Cinnamon is one of the oldest spices known.  It was imported to Egypt from China as early as 2000 BC, where it was used as a medicinal herb, a flavouring for drinks and as an embalming agent.  At one time it was considered to be even more valuable than gold.  Cinnamon is also mentioned in the Bible.

Moses was commanded:

“Take thou also unto thee principal spices, of pure myrrh five hundred shekels, and of sweet cinnamon half so much, even two hundred and fifty shekels, and of sweet calamus two hundred and fifty shekels” (Exodus 30:23)

Moses and the Red Sea

 

In Proverbs, the lover says:

“I have perfumed my bed with myrrh, aloes, and cinnamon” (Proverbs 7:17)
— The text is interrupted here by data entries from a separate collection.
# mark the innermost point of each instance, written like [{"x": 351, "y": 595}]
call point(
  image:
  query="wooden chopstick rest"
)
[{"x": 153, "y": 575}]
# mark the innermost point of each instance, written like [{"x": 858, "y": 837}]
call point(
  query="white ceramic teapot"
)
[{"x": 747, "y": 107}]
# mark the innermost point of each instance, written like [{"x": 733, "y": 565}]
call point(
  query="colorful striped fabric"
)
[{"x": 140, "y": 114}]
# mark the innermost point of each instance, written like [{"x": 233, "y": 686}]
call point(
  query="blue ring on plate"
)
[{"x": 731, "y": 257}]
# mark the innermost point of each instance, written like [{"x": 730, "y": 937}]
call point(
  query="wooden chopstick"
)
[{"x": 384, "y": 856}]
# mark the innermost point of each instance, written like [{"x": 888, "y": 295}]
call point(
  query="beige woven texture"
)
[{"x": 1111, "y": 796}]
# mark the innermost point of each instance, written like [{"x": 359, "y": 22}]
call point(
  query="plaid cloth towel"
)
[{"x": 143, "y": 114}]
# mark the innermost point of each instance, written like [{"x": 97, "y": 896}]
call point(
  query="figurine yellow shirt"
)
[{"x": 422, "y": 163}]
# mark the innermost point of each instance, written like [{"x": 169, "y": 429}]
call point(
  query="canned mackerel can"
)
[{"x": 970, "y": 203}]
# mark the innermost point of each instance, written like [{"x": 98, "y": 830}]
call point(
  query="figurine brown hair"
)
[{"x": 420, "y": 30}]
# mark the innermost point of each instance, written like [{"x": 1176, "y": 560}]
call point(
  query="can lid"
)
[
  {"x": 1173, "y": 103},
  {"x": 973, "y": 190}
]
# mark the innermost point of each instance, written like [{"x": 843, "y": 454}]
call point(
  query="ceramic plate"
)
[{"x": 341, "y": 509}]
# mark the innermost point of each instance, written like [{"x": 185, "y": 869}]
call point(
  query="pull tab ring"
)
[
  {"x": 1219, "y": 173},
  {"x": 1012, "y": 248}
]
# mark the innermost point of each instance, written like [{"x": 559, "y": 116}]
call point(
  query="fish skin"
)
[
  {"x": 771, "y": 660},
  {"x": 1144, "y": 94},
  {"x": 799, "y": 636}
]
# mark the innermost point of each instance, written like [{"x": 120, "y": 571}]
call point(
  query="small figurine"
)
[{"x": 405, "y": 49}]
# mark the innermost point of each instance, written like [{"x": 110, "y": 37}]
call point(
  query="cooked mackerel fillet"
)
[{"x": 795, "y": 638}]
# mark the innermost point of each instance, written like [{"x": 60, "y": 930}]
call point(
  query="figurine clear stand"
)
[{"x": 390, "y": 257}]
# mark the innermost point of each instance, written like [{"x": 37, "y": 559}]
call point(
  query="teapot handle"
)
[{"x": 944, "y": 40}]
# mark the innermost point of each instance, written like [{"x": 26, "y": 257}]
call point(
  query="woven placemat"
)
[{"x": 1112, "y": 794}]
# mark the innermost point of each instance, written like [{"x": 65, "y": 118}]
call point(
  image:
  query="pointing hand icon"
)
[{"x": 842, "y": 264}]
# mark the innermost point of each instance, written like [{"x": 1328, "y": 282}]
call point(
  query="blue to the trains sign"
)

And Solomon describes the beauty of his beloved as

“Spikenard and saffron; calamus and cinnamon, with all trees of frankincense; myrrh and aloes, with all the chief spices” (Song of Solomon 4:14)

The Roman Emperor Nero is said to have burned a year’s supply of cinnamon at the funeral for his wife Poppaea Sabina in 65 AD, to express the depth of his loss.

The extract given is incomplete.